Except for pigmentary lesions, xerosis, and mild pruritus, the patient had no associated symptoms. Osimertinib was a crucially needed therapy, so no additional treatment or drug discontinuation was attempted. The condition has remained stable since.

Discussion

EGFR-TKIs are used effectively as a treatment for metastatic non–small-cell lung cancer with EGFR mutation., First- and second-generation drugs include gefitinib, erlotinib, and afatinib. Although all have favorable efficacies, each agent differs in its affinity to EGFR. Correspondingly, this leads to different incidences of dAEs and tolerability profiles. The wild-type EGFR is typically found in the epidermis, outer root sheath of the hair follicles, epithelium of sweat and sebaceous glands, and nail apparatus. Osimertinib exhibits a potent selective inhibitory activity against T790M mutant while sparing the wild-type EGFR. Thus, it is associated with fewer dAEs compared with earlier-generation drugs., Unlike immune checkpoint inhibitors (anti–PD-1/PD-L1), EGFR-TKIs are rarely associated with lichenoid dermatitis.

Pigmentary changes caused by EGFR-TKIs are unusual. Only 2 cases have been reported to date, and both were induced by gefitinib and thought to be due to postinflammatory hyperpigmentation. Both manifested as progressively multifocal hyperpigmented patches that developed after several months of gefitinib administration. Pigmentation occurred after severe acneiform eruptions. In the current case, the ashy discolored macules did not arise on the previously inflamed skin but, rather, appeared de novo. Therefore, the process of postinflammatory hyperpigmentation is unlikely.

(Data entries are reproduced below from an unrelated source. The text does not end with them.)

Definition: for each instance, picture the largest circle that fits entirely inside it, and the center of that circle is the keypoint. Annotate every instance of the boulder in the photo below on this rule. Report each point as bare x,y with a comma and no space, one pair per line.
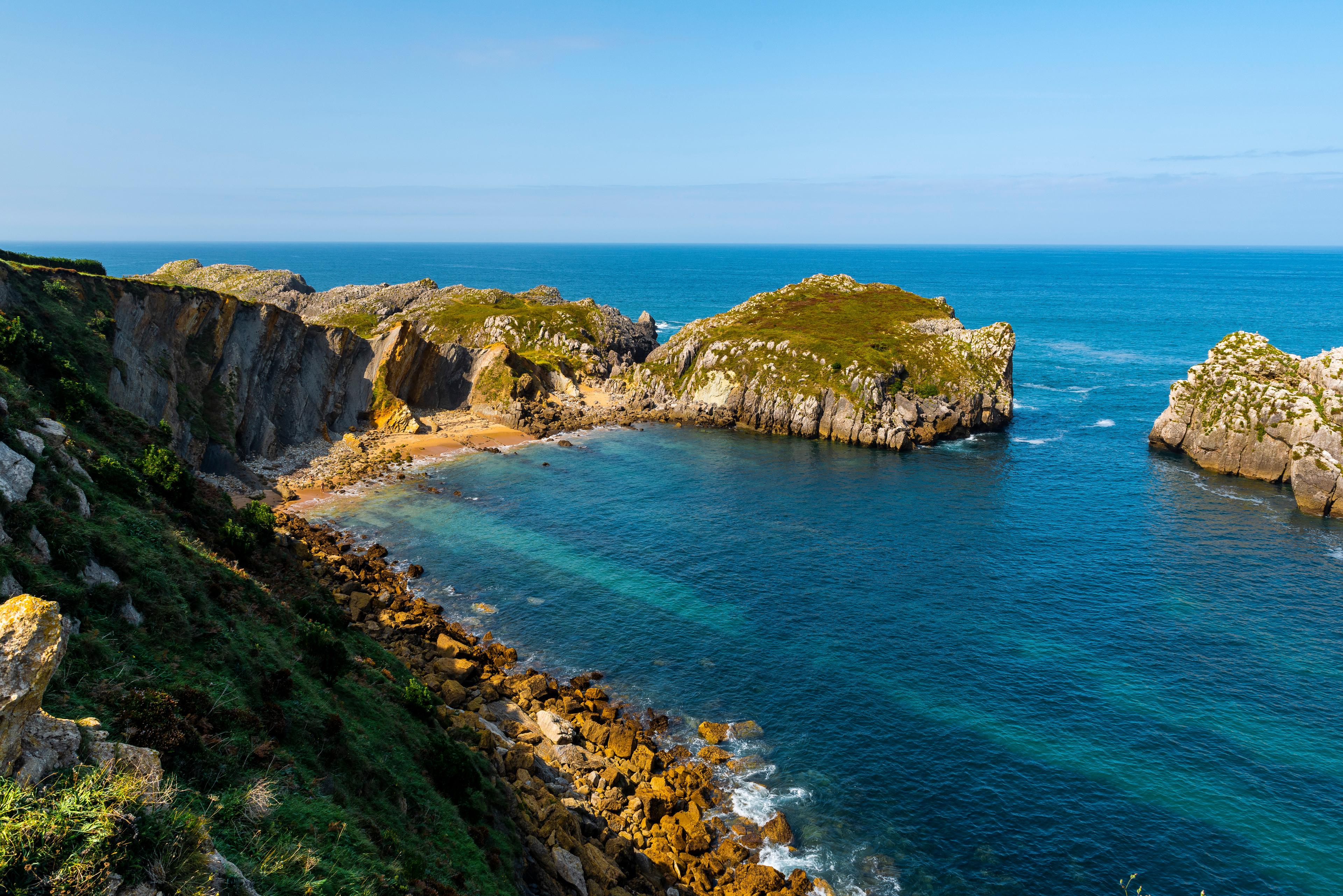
51,432
570,870
459,669
41,549
31,444
454,694
621,741
452,648
48,745
713,731
716,755
778,831
33,640
97,574
15,475
556,729
745,731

The slate gray hyperpigmented patches found in our patient both clinically and pathologically resembled those of AD. AD is an idiopathic acquired skin condition with a clinical presentation of slowly progressive, dark bluish to slate gray, hyperpigmented macules that can coalesce into patches. Lesions are symmetrically located on the face, neck, trunk, and upper limbs. The etiology and pathogenesis are still unknown. Established predisposing factors include ingestion of oral contrast media, ethambutol, fluoxetine, chlorothalonil, and proton-pump inhibitors., In addition, the AD disease spectrum has been reported to be associated with intestinal parasitism, enteroviral, hepatitis C, and HIV infections. Although AD may arise without provocative agents, our patient experienced pigmentary changes after starting osimertinib treatment for 6 months. This time interval is compatible with the reported drug-induced AD latency period of 2 to 12 months. Because of its asymptomatic nature, cosmesis is the primary concern in patients affected by AD. In adults, lesions tend to persist, and no criterion standard treatment is currently available.

In summary, we report an undescribed case of AD-like hyperpigmentation associated with osimertinib therapy. In addition to the classic EGFR-TKI–related dAEs, this case highlights a possible adverse skin reaction associated with osimertinib use.